The present invention relates to a liquid ejecting apparatus.
A printer that prints by ejecting ink droplets from a recording head toward a recording medium is known as a liquid ejecting apparatus for ejecting a liquid onto a target. In conventional printers, solvents of ink may vaporize within a recording head and the vaporized solvents may diffuse from nozzles of the recording head. If this happens, viscosity of the ink in the recording head increases. The increased ink viscosity may clog the nozzles, or may cause dust to adhere to the nozzles. Also, air bubbles may enter from the nozzles into the recording head when the ink cartridge is replaced. Such entry of air bubbles and clogging of the nozzles may cause printing failures.
To prevent printing failures, conventional printers perform a cleaning operation for aspirating ink out of nozzles of the recording head.
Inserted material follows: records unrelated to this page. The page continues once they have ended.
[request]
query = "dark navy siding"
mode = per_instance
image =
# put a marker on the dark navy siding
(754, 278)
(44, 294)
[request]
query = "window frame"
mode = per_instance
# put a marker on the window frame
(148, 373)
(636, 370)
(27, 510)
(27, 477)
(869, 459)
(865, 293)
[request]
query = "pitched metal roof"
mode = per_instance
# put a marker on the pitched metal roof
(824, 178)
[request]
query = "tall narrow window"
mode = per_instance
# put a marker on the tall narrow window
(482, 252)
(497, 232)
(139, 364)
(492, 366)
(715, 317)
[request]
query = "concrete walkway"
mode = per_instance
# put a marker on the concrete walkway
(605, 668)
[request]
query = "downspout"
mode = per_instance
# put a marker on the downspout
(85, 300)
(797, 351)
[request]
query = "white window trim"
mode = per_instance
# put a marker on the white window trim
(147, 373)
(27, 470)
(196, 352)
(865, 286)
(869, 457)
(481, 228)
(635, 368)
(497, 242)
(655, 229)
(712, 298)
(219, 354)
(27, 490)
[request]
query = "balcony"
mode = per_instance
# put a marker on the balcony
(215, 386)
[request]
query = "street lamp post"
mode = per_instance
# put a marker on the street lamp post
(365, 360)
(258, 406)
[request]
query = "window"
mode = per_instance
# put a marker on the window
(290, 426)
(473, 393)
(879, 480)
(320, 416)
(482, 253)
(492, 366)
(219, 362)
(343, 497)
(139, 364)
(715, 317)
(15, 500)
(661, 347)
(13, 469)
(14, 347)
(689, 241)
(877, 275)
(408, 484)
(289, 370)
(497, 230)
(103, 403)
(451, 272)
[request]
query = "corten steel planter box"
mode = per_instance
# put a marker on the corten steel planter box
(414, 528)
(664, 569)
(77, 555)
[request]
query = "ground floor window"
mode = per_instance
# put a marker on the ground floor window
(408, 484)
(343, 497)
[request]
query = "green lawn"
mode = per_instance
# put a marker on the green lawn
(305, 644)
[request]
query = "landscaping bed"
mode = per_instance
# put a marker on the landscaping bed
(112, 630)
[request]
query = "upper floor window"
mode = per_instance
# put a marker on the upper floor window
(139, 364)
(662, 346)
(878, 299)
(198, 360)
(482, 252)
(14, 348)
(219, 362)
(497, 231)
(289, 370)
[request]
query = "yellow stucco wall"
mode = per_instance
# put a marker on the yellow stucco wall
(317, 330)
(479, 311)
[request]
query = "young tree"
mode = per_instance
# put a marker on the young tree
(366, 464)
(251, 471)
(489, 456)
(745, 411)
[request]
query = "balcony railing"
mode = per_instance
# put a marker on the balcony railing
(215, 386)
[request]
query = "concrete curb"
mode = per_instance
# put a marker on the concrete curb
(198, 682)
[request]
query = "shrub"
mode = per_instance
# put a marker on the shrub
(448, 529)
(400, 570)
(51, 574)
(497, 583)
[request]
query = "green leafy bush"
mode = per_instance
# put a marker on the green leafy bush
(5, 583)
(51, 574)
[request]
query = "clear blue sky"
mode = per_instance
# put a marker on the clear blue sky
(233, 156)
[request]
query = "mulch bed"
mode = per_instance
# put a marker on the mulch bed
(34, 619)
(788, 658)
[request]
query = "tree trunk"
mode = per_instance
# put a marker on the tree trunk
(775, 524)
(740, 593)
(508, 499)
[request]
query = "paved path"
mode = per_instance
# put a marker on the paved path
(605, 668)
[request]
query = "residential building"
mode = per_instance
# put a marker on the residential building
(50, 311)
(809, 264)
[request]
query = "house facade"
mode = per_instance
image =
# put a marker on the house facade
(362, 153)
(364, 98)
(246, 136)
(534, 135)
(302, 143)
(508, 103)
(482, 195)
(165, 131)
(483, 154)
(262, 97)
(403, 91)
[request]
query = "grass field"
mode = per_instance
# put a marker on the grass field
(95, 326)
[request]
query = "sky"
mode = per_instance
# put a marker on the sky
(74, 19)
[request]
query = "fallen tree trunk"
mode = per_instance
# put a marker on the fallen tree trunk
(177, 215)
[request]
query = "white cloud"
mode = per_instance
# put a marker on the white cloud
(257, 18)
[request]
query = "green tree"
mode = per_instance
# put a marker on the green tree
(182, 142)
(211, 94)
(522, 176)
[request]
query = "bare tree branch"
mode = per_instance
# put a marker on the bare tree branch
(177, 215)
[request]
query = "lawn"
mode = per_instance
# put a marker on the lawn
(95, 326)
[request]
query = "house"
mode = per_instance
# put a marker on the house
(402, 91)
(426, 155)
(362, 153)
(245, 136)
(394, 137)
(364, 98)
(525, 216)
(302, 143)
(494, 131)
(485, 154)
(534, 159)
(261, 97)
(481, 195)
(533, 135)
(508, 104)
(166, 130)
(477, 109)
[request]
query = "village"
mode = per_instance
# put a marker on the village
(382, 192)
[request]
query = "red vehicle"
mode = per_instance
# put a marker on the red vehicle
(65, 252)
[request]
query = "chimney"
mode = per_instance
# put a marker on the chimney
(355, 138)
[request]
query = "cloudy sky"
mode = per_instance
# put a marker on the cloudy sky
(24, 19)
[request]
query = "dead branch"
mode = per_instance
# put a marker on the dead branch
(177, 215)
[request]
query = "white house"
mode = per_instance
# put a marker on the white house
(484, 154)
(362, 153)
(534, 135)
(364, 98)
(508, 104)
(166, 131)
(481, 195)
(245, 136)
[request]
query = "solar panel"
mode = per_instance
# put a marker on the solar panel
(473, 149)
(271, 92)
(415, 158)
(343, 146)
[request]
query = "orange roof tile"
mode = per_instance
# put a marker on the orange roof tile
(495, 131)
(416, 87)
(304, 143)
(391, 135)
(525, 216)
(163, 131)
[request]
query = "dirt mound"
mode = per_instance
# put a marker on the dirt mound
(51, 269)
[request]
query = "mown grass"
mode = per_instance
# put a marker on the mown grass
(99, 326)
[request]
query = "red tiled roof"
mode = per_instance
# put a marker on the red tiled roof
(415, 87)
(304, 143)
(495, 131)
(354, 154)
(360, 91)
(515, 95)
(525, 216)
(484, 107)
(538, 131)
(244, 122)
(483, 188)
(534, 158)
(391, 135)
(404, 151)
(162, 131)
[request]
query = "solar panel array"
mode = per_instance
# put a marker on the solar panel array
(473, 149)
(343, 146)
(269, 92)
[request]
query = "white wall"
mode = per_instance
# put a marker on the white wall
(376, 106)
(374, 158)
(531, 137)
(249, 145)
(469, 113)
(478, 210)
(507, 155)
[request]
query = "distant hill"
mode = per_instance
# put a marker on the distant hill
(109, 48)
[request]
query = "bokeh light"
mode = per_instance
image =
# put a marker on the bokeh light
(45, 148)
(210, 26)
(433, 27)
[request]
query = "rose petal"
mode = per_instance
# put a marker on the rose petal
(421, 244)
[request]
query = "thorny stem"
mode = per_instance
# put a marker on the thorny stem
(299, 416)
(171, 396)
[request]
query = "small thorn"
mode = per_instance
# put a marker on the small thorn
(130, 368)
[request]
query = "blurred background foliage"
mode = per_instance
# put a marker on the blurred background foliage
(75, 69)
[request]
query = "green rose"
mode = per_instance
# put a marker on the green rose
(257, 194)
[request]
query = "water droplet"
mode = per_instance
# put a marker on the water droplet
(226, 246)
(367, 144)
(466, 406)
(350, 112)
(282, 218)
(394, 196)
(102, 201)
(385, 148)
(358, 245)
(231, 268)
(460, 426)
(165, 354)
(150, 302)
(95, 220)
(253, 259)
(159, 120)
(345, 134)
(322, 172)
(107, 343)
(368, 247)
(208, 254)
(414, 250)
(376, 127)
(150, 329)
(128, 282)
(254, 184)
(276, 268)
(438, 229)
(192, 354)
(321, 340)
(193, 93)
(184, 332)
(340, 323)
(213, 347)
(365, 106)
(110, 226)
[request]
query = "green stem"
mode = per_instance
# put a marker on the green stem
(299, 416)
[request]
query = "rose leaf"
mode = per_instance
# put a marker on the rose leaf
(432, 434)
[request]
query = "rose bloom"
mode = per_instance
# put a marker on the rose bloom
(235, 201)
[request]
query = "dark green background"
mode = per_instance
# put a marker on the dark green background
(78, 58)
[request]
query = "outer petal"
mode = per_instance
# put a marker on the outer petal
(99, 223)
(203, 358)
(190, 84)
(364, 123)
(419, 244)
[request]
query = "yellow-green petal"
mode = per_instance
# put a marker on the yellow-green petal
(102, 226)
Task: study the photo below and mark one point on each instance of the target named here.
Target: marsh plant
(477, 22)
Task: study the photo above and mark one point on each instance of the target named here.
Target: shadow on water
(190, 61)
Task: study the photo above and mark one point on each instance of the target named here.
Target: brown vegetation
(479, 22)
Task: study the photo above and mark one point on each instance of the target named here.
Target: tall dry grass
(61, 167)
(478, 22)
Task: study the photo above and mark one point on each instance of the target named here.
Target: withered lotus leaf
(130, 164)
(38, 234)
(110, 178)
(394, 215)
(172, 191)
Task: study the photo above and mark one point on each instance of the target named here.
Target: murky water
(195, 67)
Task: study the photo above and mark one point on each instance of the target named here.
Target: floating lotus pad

By aspirating ink out of the nozzles, such nozzle problems as clogging, adhesion of dust, and entry of air bubbles are prevented.
The following describes the cleaning operation in detail. A cleaning mechanism arranged in a printer typically performs the cleaning operation. The cleaning mechanism includes a cap for covering nozzles of a recording head, an ink drain path that is connected to the cap, and a depressurizing pump arranged midway on the ink drain path. The cap is placed to cover the nozzles of the recording head, and the depressurizing pump is driven, so that the inner pressure of the cap is decreased. This causes ink to be aspirated out of the nozzles of the recording head. The aspirated ink is drained via the ink drain path. With this operation, clogging of the nozzles is prevented.
A conventional printer for color printing uses inks of plural colors, e.g., Cyan, Magenta, Yellow, and Black. The printer using inks of plural colors has, on its recording head, nozzle rows whose number corresponds to the number of the colors. Such a printer may perform the cleaning operation by covering all the nozzle rows on the recording head with a cap, and aspirating ink out of all the nozzle rows at the same time.
With this cleaning operation, however, ink is aspirated even from nozzles that are not clogged. As a result, excess ink is consumed. To reduce such wasting of ink, Japanese Laid-Open Patent Publication No. 2000-225715 proposes a cleaning mechanism that selectively aspirates ink only from nozzle rows that require cleaning.
In detail, a cap of this cleaning mechanism has a plurality of chambers. A plurality of ink drain paths in one-to-one correspondence with the chambers are arranged between the chambers and a depressurizing pump. Each ink drain path has a valve. During the cleaning operation, a valve on each ink drain path is adjusted to open and close according to the clog state of the corresponding nozzle row. Among the plurality of chambers of the cap, only a chamber connected to an ink drain path whose valve is open is depressurized. Ink is aspirated out of the nozzle row corresponding to the depressurized chamber. In this way, this cleaning mechanism aspirates ink only from nozzle rows that require removal of clogging, so that wasting of ink is reduced.
To improve color reproduction and gloss of a printed image, a printer that ejects reactive ink from its recording head in addition to normal color ink is conventionally known. The reactive ink includes clear (colorless) ink. The reactive ink coagulates with color ink on a recording medium, to improve color reproduction and gloss of a printed image.
When the printer that uses reactive ink performs the cleaning operation, color ink and reactive ink may react and coagulate within a cap. This may degrade the function of the cleaning mechanism. To prevent such a coagulating reaction of color ink and reactive ink within the cap and prevent degradation of the cleaning mechanism function, this printer may also employ the above-described cap, which has a plurality of chambers.
The above-described cap has its case unit being divided into a plurality of chambers by a partition wall. During the cleaning operation, an upper edge of the case unit and an upper edge of the partition wall simultaneously come into contact with the nozzle surface of the recording head.
When this cap is brought into contact with the nozzle surface, however, the upper edge of the case unit and/or the upper edge of the partition wall may be stress-deformed under a load, which is caused by a spring pressing the cap. For example, the upper edge of the partition wall may come in close contact with the nozzle surface, whereas the upper edge of the case unit may not come in close contact with the nozzle surface. In this way, the cap may often unevenly come into contact with the nozzle surface. Such uneven contact between the cap and the nozzle surface lowers sealing performance of the cap, and degrades the function of the cleaning mechanism.
To solve this problem, one technique is known to form a part of the cap that comes into contact with the nozzle surface using an elastic material, such as an elastomer. This technique ensures close contact and tight sealing between the cap and the nozzle surface by bringing the cap into contact with the nozzle surface with a relatively strong force and excessively deforming the elastomer.
However, a relatively large amount of energy is required to bring the cap into contact with the nozzle surface with a relatively strong force. This may require a larger motor to be used for the cleaning operation, and may increase the cost of the printer. This may also cause wear of a driving unit for operating the cap, and may reduce durability of the printer.